If Martin Short hadn't already patented the definition this season, "a solo show with other people in it" might be a good way to describe "Jay Johnson: The Two and Only." OK, so the other people are puppets, a severed head, a tennis ball and a white sketch board brought to life with a Magic Marker, but Johnson so persuasively and lovingly animates the inanimate that the Helen Hayes' stage seems populated by multiple personalities. The performer's balance of historical and personal reflection helps make this rather slight show a charming dissertation on the vaudevillian art of ventriloquism.
Full disclosure: For this reviewer, ventriloquists are right up there on the creepiness scale with clowns, mimes, Victorian doll collectors and Tom Cruise.

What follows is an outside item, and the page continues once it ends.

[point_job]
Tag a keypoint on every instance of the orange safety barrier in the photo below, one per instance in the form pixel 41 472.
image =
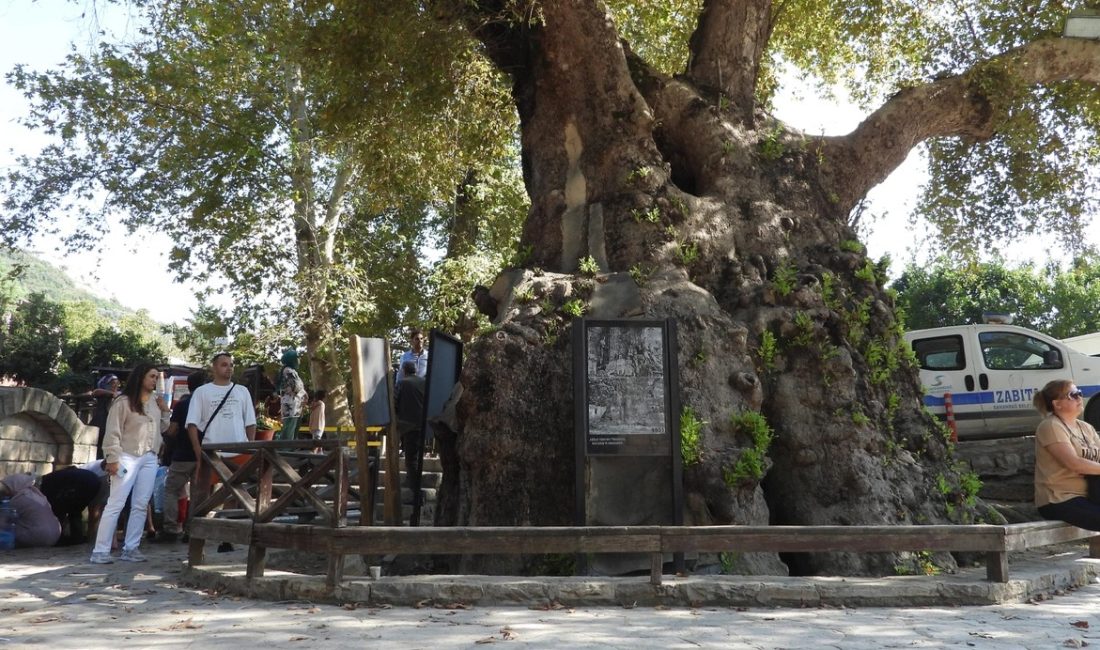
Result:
pixel 949 409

From the Vincent Price-type voice intoning the pre-show cell-phone announcement to the spooky strains of "The Teddy Bears' Picnic" heard throughout, Johnson seems fully aware this is a common attitude toward a skill once labeled "a wickedness lurking in the human belly."
Historically equating the art with demon possession and necromancy, he points out Satan was the first ventriloquist, throwing his voice to the snake in the Garden of Eden to condemn mankind.
The unassuming Johnson also seems to recognize that shoving your hand up the keister of a dummy (he prefers the P.C. term wooden-American) is a nerd's passion. Alternative acts have put a new spin on most entertainment forms, but ventriloquism remains stubbornly unhip (unless Triumph the Insult Comic Dog counts) -- perhaps trapped forever in an era that vanished with Edgar Bergen and Shari Lewis. Part of what makes "The Two and Only" engaging despite all this is Johnson's unapologetic defense of his arcane calling.
The writing is old-fashioned and the humor a little hoary, but there's a sweet, self-effacing quality to Johnson's unforced stage manner, magnified by his willingness to play second fiddle whenever he has a puppet in hand. Those co-stars are liberated from a jumble of suitcases, boxes and baskets spread across an expanse of blue that extends heavenward in Beowulf Boritt's simple set, which hints that the dummies have both a life and an afterlife.
Johnson's historical recap and his insights into the basics of ventriloquism (plosive consonants, particularly Bs, are a danger zone) are reasonably absorbing, but the show is at its best when he pays touching tribute to his mentor, Art Sieving. The Chicago ventriloquist and puppetmaker carved Johnson's first significant professional partner, Squeaky.
The producers of ABC's hit late-'70s comedy "Soap" cast Johnson but deemed Squeaky too benign-looking to be his character's belligerent puppet sidekick, Bob. The tender scene in which Johnson informs Squeaky he's been passed over for the once-in-a-lifetime breakthrough is a lovely moment. However, the rejected puppet's confinement to his case for the rest of the show seems at odds with Johnson's affectionate regard for Squeaky as his Stradivarius.
Bob gets an extended outing, smugly explaining that his job -- supplying the comedy -- is clear, while Jay's is more of a mystery. Also featured is Amigo, a faint-hearted boa constrictor from Johnson's high school years; Nethernore, a buzzard who grandiloquently describes himself as the bird of death; and Darwin, a frisky ape who does a shrieking simian version of "Send in the Clowns."
It's all agreeable enough under co-conceivers Murphy Cross and Paul Kreppel's tidy direction and, at least from row F, there's no faulting Johnson's technique. But despite its low-key appeal, "The Two and Only" feels more like superior club entertainment than a Broadway vehicle -- a nostalgic nod to a once-popular variety-show staple rather than a convincing claim for its ongoing vitality. The open-ended New York engagement is planned as a prelude to a national tour; more intimate houses likely will prove a better fit.